9 releases (3 stable)

1.1.1 Jul 29, 2024
1.1.0 Feb 29, 2024
1.0.0 Aug 21, 2021
0.4.2 Jun 6, 2021
0.3.0 Oct 18, 2019

#35 in Command line utilities

MIT license

160KB
3.5K SLoC

at51

Crates.io

A bunch of applications for the purpose of reverse engineering 8051 firmware. Currently, there are four applications:

  • stat, which gives blockwise statistical information about how similar a given file's opcode distribution is to normal 8051 code
  • base, which determines the load address of a 8051 firmware file
  • libfind, which reads library files and scans the firmware file for routines from those files
  • kinit, which reads a specific init data structure generated by the C51 compiler

The output of each subcommand can also be used in other programs via JSON.

Installation

Downloadable releases should be on the release page of the github repository.

In order to compile manually, only cargo is needed, which can be installed with rustup. With cargo one can install it with cargo install at51.

Alternatively, to install from the repository source, do

git clone 'https://github.com/8051Enthusiast/at51.git'
cargo install --path at51

stat

This subprogram is useful for determining which regions of a file are probably 8051. If you want to determine the architecture of a file in general, a useful tool might be cpu_rec.

This subcommand does some statistics on the firmware. It steps through the file as if it was a continuous instruction stream and does some tests on those instructions. The image is divided into equal-sized blocks and the value of the test for each block (which by default has a size of 512) is given back. That means it is normally more suited for bigger images (in this context, something like >4kB) where you want to know which regions are probably 8051 codes and which are data.

By default, it calculates the aligned jump test, which gives the percentage of relative jump instructions where the jump target is not on a start of an instructions. This has a value of 0 to 1, where 0 is better and it generally works well, but has a lot of NaN on streams of 0s and similiar repeated instructions, as there are no jumps in those blocks. If the location is entirely 8051 code, it should have a value of 0 (although someone might do some hacks with unaligned jumps), but it can contain small jump tables and therefore is sometimes not exactly zero, but still should be fairly low (<0.1). One can additionally show the number of jumps used with the -n flag to know how certain the value is. Furthermore, two other flags -A and -O exist, where the first one also includes absolute jumps in the calculation (useful if the file is already aligned and there are not enough jumps) and the second one includes jumps to outside the firmware image as misses (useful with -A if one knows there is no code outside the firmware and the firmware file does not cover the whole address space).
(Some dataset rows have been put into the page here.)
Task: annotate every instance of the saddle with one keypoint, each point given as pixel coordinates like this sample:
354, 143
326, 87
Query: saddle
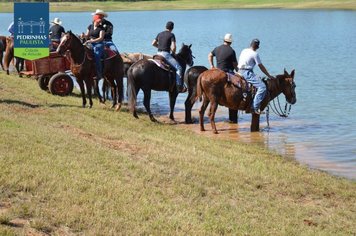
237, 81
107, 55
162, 63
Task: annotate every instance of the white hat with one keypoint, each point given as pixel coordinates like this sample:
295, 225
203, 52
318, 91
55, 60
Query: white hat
57, 21
99, 12
228, 38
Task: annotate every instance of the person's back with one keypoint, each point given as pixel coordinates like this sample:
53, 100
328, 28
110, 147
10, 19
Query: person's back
165, 39
247, 61
56, 32
108, 28
165, 42
225, 61
225, 57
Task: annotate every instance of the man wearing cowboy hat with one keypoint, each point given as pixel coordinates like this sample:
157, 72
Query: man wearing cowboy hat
108, 28
249, 57
56, 30
226, 61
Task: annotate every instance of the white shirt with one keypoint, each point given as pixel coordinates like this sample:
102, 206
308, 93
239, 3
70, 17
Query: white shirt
248, 59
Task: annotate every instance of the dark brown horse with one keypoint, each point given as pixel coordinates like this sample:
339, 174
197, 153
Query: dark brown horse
190, 79
214, 89
146, 75
9, 56
131, 58
83, 68
2, 49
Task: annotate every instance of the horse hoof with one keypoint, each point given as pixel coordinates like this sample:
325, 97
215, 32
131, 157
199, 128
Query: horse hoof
118, 107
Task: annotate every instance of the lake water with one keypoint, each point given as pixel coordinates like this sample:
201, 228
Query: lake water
319, 45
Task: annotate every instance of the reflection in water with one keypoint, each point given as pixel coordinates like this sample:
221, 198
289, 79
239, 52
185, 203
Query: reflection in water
275, 137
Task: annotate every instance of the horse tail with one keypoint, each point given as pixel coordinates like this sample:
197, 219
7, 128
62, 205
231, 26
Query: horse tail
131, 87
199, 90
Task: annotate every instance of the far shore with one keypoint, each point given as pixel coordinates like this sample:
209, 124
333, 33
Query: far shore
189, 5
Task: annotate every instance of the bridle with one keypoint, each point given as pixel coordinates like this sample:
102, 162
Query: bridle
277, 108
66, 48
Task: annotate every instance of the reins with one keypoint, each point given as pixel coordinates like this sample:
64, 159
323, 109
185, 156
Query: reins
277, 109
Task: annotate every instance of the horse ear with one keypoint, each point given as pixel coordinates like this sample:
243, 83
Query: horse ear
285, 72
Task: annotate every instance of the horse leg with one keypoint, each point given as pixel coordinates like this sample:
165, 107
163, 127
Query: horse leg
82, 91
213, 107
113, 93
103, 89
18, 69
203, 107
188, 107
120, 92
96, 88
255, 122
134, 111
172, 102
89, 86
146, 103
1, 57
It can also do a blockwise Kullback-Leibler divergence on the distribution on the opcodes, which means each block has a value from 0 to 1, 0 being the most 8051-like. A default distribution derived from a corpus I did is included (which I can probably not publish due to copyright issues), but you can set your own corpus with the -c option. With that metric, <0.06 usually means it is 8051 code, 0.06-0.12 means it is probably either 8051 with some data in it (like a jump table) or it is unusual (maybe a small set of instructions repeated a lot of times). Note that random data is only at roughly 0.25, so the Kullback-Leibler might not be very reliable.

An alternative is a chi squared test on the distribution of opcodes, which is can have a value bigger than 1 and is not constrained in its values. But as a downside, it is harder to say what ranges usually are 8051 code, as that changes for example with blocksize. It is useful for comparing the 8051-ness of different blocks and is normally more reliable thatn Kullback-Leibler divergence in that case. Also note that I have no experience in statistics so I may be doing things wrong.
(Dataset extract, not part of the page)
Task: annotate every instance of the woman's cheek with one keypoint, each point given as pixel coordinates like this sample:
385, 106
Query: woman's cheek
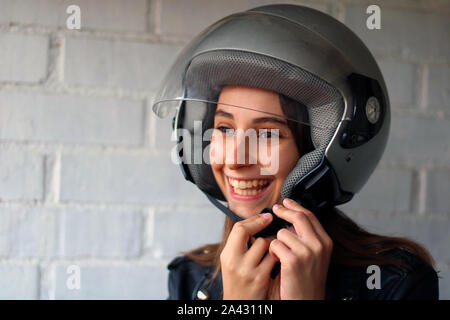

One can also set the standard metric that gets used when no option is given in the config under the name stat_mode with either AlignedJump, SquareChi or KullbackLeibler.

I normally do not need the second or third option (Kullback-Leibler or chi squared) and they exist mostly because I didn't implement the first test until later.

One can use the output as the input for gnuplot, for example with

at51 stat path/to/firmware | gnuplot -p -e "plot '-' with lines"

base

This application tries to determine the load address of a firmware image (which in the best case only includes the actual firmware that will be on the device). It loads the first 64k of a given file and for each offset from 0 to 0x10000 determines how many ljmps/lcalls jump right behind ret instructions, as that is the place where new functions normally starts. The offset can also be interpreted cyclically inside the 16-bit space (with -c), which means that at offset 0xffe0, the first 0x20 bytes are loaded at 0xffe0-0xffff and the rest is then loaded at the start of the address space. The likeliness of the output is the amount of jumps and calls that target instructions right behind rets, as in this example:

Index by likeliness:
	1: 0x3fe0 with 218
	2: 0xc352 with 89
	3: 0xd096 with 87

Here the most likely load location is 0x3fe0, as it has 218 fitting ljmp/lcall instructions, in contrast to the only 89 instructions or 87 instructions of the second and third case. In the example given, the load location of this particular 0x3fe0 address is caused by a 0x20 byte header and the code itself starts at 0x4000.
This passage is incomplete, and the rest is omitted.